And that is the end of my sad, sad tale. Oh. Here I go. Sobbing all over again.

I think I'll go get more cake.


	13. Chapter 13

Chapter 13

"SIIIIIIIIII-UHHHHHHHHH-LEEEEEEEEENT NIIIIIIIIIIIIIIGHT! HOOOOOOOOOOOOOOO-OOOOOOOOOOOOOOOOOOOOLY NIGHT! AAAAAAAAAAAAAAAAAALLLLLL IIIIIIIIIS CAALM! AAAAAAAAAAAAAAAAAAAALL IS BRIGHT! ROOOOOOOOOOOOOOOOUUUUUNNNNND YON—"

Apparently it's the annual celebration of Only Sixty-Seven Days Until Christmas. This "annual" holiday was just declared by the Gorilla People. Sirius, of course, has already got himself into the Christmas spirit enough to belt out every Christmas song known to man. The moment the teacher walked out of the room, he continued singing the carols he had started at 5:30 this morning and hasn't stopped. He has already gone through every Christmas song I know and has since decided to repeat Silent Night 50 million times. If he doesn't stop soon, I will be forced to decapitate his tongue and blame it on Clarissa.

"DASHING THROUGH THE BLOOD! ON A ONE PIG OPEN SLEIGH! O'ER THE BEDS WE GOOOOO! CACKLING ALL THE WAAAAAAAY! (MWA HA HA) BELLS ON CATS' BUTTS RING! MAKING HORSES BRIGHT! WHAT FUN IT IS TO CUSS AND DRINK AS WE ALL FLY AWAY! OOOOOOOOOOOOOOOOOHHH—"

Idiot. Of course he has to transform one of the best Christmas carols ever into his own perverted rendition. That song is now ruined forever in my mind. I mean, "Cat's butts"? I'm never going to get past that one.

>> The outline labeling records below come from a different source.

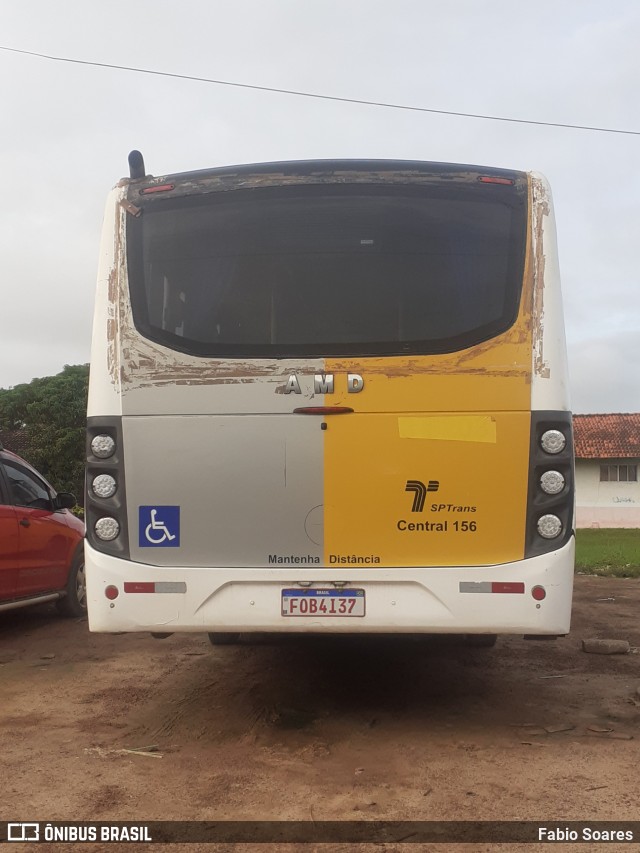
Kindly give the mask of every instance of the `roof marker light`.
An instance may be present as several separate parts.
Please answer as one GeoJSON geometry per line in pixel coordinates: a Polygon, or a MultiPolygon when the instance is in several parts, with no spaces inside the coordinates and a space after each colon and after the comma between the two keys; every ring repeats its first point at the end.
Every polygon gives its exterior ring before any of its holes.
{"type": "Polygon", "coordinates": [[[294,415],[350,415],[353,409],[349,406],[300,406],[293,410],[294,415]]]}
{"type": "Polygon", "coordinates": [[[497,175],[481,175],[478,180],[481,184],[502,184],[507,187],[515,186],[515,181],[511,178],[499,178],[497,175]]]}
{"type": "Polygon", "coordinates": [[[158,184],[158,186],[145,187],[143,190],[140,190],[140,195],[151,195],[151,193],[169,193],[175,188],[175,184],[158,184]]]}

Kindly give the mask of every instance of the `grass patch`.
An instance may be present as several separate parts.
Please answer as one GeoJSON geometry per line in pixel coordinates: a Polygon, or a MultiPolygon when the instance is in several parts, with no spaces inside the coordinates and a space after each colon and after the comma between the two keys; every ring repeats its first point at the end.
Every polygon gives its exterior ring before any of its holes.
{"type": "Polygon", "coordinates": [[[587,575],[640,577],[640,529],[576,530],[576,570],[587,575]]]}

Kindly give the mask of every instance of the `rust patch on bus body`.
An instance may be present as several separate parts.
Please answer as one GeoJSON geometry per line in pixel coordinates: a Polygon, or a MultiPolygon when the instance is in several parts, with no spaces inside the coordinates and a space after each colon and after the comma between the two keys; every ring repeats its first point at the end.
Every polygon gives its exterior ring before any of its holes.
{"type": "Polygon", "coordinates": [[[532,237],[533,237],[533,370],[537,376],[548,379],[551,375],[549,365],[544,360],[544,275],[546,258],[544,254],[545,217],[549,216],[549,199],[546,187],[539,178],[531,178],[532,237]]]}

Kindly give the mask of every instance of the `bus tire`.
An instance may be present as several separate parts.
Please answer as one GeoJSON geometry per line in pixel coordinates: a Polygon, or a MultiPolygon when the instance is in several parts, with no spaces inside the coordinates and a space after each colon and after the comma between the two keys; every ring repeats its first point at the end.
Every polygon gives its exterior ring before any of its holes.
{"type": "Polygon", "coordinates": [[[84,551],[74,557],[65,588],[66,595],[56,601],[56,607],[63,616],[81,617],[87,615],[87,586],[84,572],[84,551]]]}
{"type": "Polygon", "coordinates": [[[497,639],[497,634],[467,634],[464,641],[473,649],[492,649],[497,639]]]}

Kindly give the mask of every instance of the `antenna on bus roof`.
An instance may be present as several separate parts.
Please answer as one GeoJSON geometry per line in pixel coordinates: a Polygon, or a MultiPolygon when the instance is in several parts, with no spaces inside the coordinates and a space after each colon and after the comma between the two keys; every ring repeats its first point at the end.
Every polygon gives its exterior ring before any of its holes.
{"type": "Polygon", "coordinates": [[[129,154],[129,175],[133,181],[145,177],[144,159],[139,151],[132,151],[129,154]]]}

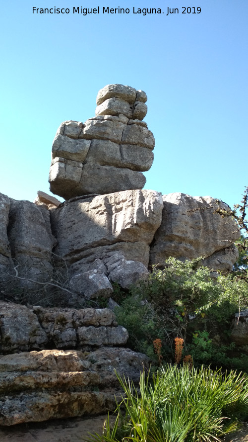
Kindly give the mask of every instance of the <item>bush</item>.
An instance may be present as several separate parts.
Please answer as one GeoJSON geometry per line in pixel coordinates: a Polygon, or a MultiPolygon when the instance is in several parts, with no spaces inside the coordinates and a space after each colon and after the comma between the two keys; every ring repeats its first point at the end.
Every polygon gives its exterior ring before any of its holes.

Clarissa takes time from laughing and clapping at her beloved to hiss and throw a note at my head. Great, that's really what I need right now, a note from another one of Sirius's fangirls.

_SiriusIsMyHero: Lily, what is your problem? You look like death._

Typical. She's such a kind friend.

_TemperLikeTheDevil: Yes, thank __you, Clarissa. Your__ brilliant insight always proves most helpful to my self esteem. I'm quitting the __diet, by__ the way._

I throw the note back at her. She opens it, sighs dramatically, and writes again. She throws it back.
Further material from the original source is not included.